Sur le plateau de la chaîne France 24 le 28 octobre, le rédacteur en chef du magazine Alternatives Economiques Guillaume Duval a livré son analyse sur l’accord trouvé par les ministres du Travail de l’UEsur la réforme de la directive du travail détaché.

Selon lui, si la Slovaquie et la République tchèque se sont finalement alignées sur la position de la France sur le dossier – à savoir une durée du détachement de 12 mois maximum – c’est parce qu’Emmanuel Macron leur aurait offert des garanties sur un autre sujet qui leur tient à cœur.
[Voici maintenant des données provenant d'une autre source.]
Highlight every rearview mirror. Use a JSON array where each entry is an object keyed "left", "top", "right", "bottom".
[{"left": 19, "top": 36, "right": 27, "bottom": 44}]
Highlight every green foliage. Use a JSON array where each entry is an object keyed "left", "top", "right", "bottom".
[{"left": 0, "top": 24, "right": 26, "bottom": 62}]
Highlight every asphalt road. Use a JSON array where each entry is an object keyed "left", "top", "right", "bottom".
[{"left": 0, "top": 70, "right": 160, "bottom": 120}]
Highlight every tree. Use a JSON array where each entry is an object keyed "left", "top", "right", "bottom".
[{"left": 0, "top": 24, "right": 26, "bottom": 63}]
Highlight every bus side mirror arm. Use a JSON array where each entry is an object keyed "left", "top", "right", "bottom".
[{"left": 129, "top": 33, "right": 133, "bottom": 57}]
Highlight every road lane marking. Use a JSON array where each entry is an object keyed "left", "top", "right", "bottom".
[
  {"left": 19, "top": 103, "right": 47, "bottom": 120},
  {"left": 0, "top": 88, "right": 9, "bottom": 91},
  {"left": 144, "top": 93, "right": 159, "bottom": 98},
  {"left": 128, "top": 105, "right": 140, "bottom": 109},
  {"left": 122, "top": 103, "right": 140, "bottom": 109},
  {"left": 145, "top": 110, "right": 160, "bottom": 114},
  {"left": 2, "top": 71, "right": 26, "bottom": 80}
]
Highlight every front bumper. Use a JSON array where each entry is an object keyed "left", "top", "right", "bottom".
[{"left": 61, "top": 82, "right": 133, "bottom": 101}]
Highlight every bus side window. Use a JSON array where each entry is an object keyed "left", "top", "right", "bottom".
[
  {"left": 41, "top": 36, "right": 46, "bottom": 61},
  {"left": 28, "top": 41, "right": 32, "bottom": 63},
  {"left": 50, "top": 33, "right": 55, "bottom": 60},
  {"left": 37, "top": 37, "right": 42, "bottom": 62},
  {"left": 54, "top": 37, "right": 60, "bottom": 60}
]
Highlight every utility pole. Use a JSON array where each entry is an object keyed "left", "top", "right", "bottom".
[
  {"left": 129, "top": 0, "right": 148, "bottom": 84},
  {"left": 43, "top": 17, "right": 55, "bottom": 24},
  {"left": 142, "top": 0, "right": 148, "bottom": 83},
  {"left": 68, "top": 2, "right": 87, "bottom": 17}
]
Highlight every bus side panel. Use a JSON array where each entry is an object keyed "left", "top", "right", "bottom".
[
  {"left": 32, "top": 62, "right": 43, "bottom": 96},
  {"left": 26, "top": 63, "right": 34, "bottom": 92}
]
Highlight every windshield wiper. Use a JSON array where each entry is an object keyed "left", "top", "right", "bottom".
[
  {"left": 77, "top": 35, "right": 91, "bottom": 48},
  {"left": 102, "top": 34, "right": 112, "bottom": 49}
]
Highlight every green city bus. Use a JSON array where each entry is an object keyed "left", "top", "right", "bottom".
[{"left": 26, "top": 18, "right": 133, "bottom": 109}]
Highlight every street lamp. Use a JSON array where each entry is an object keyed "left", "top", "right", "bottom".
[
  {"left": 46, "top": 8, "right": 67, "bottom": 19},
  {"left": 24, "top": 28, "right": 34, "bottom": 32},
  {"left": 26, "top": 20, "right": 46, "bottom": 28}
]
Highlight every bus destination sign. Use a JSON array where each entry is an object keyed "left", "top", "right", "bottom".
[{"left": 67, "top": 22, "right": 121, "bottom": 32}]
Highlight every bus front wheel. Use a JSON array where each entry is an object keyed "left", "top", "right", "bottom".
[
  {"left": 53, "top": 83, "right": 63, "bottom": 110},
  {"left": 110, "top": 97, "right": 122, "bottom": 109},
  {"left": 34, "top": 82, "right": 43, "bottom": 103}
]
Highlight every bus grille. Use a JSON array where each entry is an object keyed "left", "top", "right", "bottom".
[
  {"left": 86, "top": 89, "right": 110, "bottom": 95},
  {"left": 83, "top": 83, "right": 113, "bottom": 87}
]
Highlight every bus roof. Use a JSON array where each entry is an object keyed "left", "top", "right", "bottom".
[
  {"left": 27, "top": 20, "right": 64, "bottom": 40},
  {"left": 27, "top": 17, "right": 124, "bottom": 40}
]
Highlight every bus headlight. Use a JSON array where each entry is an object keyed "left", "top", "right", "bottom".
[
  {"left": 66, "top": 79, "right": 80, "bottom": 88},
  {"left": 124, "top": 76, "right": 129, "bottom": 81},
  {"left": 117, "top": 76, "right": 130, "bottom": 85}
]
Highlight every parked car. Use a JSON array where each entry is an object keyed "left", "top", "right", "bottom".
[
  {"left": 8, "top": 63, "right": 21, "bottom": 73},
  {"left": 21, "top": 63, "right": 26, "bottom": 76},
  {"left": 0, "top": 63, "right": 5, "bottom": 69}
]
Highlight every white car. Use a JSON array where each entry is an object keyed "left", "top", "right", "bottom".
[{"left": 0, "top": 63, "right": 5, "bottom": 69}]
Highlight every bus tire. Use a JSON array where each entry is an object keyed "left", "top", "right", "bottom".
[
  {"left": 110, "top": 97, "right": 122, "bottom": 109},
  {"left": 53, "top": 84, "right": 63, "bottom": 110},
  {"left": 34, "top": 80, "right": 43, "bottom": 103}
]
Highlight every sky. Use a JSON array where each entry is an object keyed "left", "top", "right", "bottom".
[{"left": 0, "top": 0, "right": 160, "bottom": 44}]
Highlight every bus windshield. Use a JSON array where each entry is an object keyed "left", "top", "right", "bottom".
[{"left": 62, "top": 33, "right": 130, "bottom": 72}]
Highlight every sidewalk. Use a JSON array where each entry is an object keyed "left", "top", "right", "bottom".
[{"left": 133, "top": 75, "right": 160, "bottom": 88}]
«Cela ne fait pas partie de l’accord officiel, mais il semblerait qu’Emmanuel Macron ait promis à ces pays-là qu’il appuierait leurs demandes de faire sauter les quotas de réfugiés en contrepartie», a-t-il affirmé, ajoutant qu’il était intéressant de savoir «quel prix la France a payé» pour obtenir le soutien de Prague et de Bratislava.

La Slovaquie tout comme la République tchèque, qui ont donc rejoint la position de la France sur la réforme de la directive du travail détaché, font en effet partie des pays qui avaient voté contre les quotas d’accueil obligatoires de migrants, mais qui avaient été mis en minorité par les autres pays européens. Face à leur refus de se conformer aux directives de l’UE, la Commission européenne a déclenché en juin une procédures d’infraction contre plusieurs pays, dont la République Tchèque.